TransPlugin / GEMINI.md
angre369's picture
feat: Add initial Hugging Face Space files (app.py, Dockerfile, requirements.txt)
615441e

Project Gemini: YouTube Dual-Language Subtitle Backend Service

This document outlines the development guidelines, architecture, and technology stack for the YouTube Dual-Language Subtitle translation service.

1. Core Mission

To create a free, open-source, and self-hosted backend service that provides English-to-Chinese translation for a companion browser extension. The service is designed for efficient deployment on Hugging Face Spaces.

2. Architecture Overview

The project is a standalone Python-based microservice built with FastAPI. It exposes a single API endpoint to receive text, translates it using a pre-loaded Hugging Face model, and returns the result. This design allows the heavy lifting of AI translation to be handled by a dedicated, scalable server.

3. Technology Stack

Backend (Translation Service)

  • Framework: Python with FastAPI (for creating a high-performance API)
  • AI/ML Library: Hugging Face transformers and torch
  • Translation Model: Helsinki-NLP/opus-mt-en-zh (A lightweight, high-quality model for English-to-Chinese translation)
  • Server: Uvicorn

4. Deployment & Development on Hugging Face Spaces

Primary Hosting & Version Control

  • Platform: Hugging Face Spaces is used for both hosting the service and the Git repository.
  • Deployment Trigger: Pushing code to the main branch of the Hugging Face repository automatically triggers a new build and deployment on the Space.

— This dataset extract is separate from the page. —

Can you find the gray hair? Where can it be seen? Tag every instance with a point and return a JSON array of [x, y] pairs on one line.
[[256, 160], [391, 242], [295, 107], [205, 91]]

Hugging Face Spaces Best Practices

  1. app.py: The main application file must be named app.py and located at the root of the repository. It will contain the FastAPI application logic.
  2. requirements.txt: All Python dependencies must be listed in a requirements.txt file. The Space will automatically install these dependencies upon deployment.
  3. Secrets Management: Use Hugging Face Space Secrets for storing any sensitive information. Do not hardcode secrets in the source code. For local development, huggingface-cli login can be used to manage credentials.
  4. Resource Configuration: The README.md file's metadata block (YAML front matter) is used to configure the Space's hardware. For this project, a CPU instance is sufficient and should be specified to optimize resource allocation.
  5. Health Checks: FastAPI provides a default /docs endpoint which serves as a basic health check to verify the service is running.

API Workflow

  1. Request: The service waits for a POST request to its /translate endpoint. The request body should contain the English text to be translated.
  2. Translate: The service utilizes the Helsinki-NLP/opus-mt-en-zh model to translate the received text into Chinese.
  3. Respond: The service returns a JSON object containing the translated text.

Error Handling

  • The backend will include robust error handling for invalid requests, translation failures, or other server-side issues. It will return appropriate HTTP status codes and clear error messages in the response body.

5. Code Quality & Conventions

  • Naming: Use descriptive and clear names for variables and functions (e.g., translate_text, translation_router).
  • Comments: Add comments to explain the "why" behind complex logic, not the "what".
  • Style: Follow standard Python (PEP 8) and FastAPI best practices.
  • Commit Messages: Keep commit titles concise, lowercase, and under 70 characters.